Im Sommer 1919 bildet sich in Düsseldorf die "neue Gesellschaft für künstlerische Kultur" - der "Aktivistenbund 1919". Die Adresse des Aktivistenbundes ist das Haus des Kunstfotografen und Chemikers Dr. Erwin Quedenfeldt (1869 - 1948) auf Rosenstraße 28, wo die Mitglieder der Gruppe ihre Zusammenkünfte halten.

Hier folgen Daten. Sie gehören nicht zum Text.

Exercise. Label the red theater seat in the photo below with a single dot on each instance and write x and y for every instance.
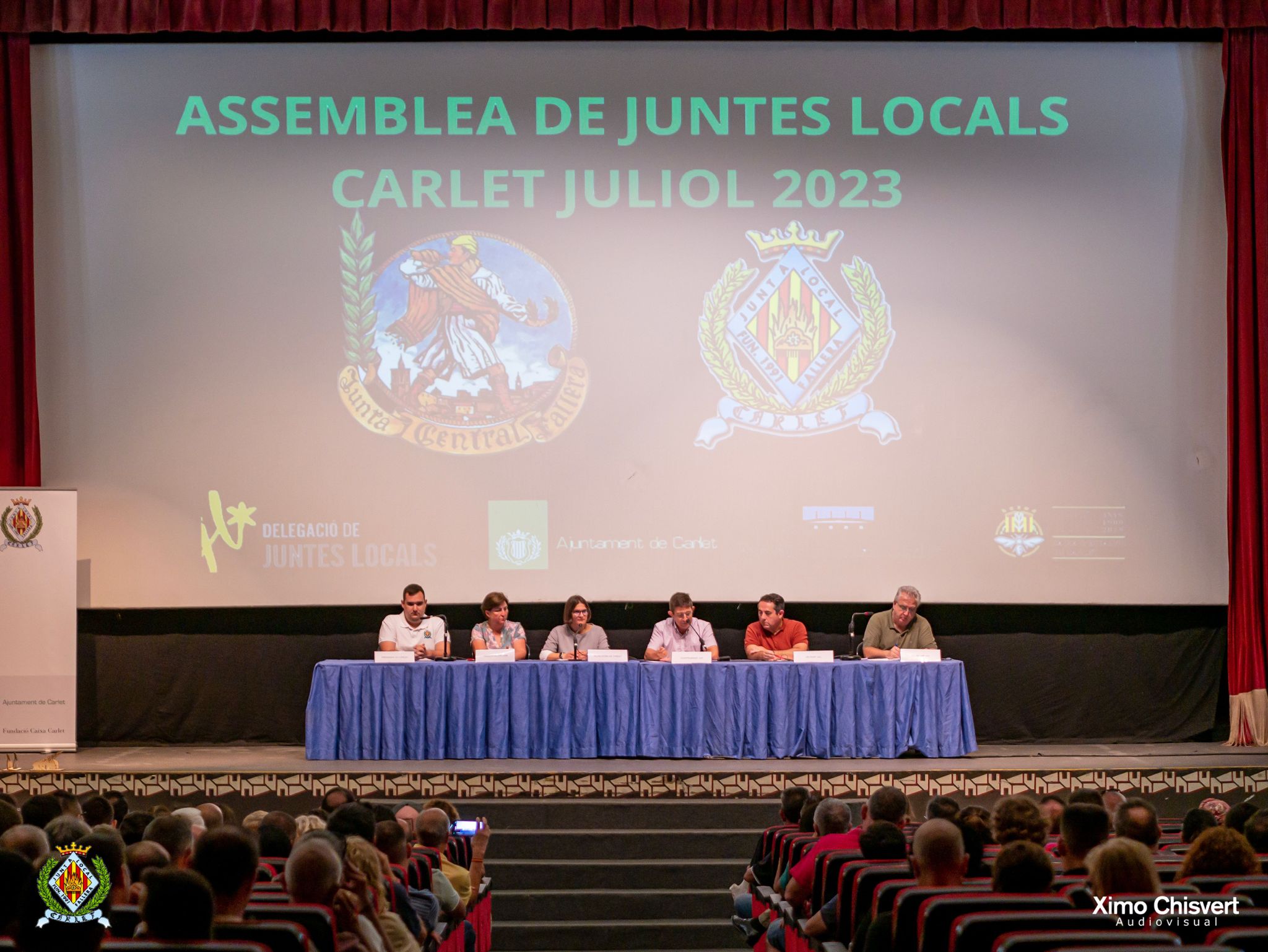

Sie stellen sowohl im Haus Quedenfeldt regelmäßig aus, als auch im "Graphischen Kabinett von Bergh und Co." , das Pankok und Wollheim nach ihrer Rückkehr aus Remels besuchen. Der Aktivistenbund bringt im Laufe des Jahres 1920 drei Hefte mit Originalgraphiken heraus und Pankok ist in allen Ausgaben mit graphischen Arbeiten vertreten. Nachdem Otto Pankok und Gert H. Wollheim 1920 den Weg in die Galerie von Johanna Ey fanden, stellt sie die Bilder der Maler in die Schaufenstern ihrer Galerie "Neue Kunst Frau Ey" auf dem Hindenburgwall 11. Die beiden Maler bilden zusammen mit Hans Rilke und Gerth Schreiner die Gruppe "Das Ey" und publizieren unter dem gleichen Namen, "Das Ey", drei Hefte mit Originalgraphiken, für die Pankok alle Titelseiten und sechs weitere Holzschnitte herstellt. (Juli, August und September 1920). Immer mehr junge Maler, wie Max Ernst, Johann Baptist Hundt, Karl Schwesig und Otto Dix, stellen bei Johanna Ey aus. Sie werden alle Mitglieder der am 24. Februar 1919 gegründeten Künstlervereinigung "Das Junge Rheinland", deren Namen sie übernehmen. Die Anschrift "Des Jungen Rheinlands" wird von nun an die Galerie "Neue Kunst Frau Ey". Die Gruppe bringt eine gleichnamige Zeitschrift heraus, die ab 1922 "Das Ey" ablöst.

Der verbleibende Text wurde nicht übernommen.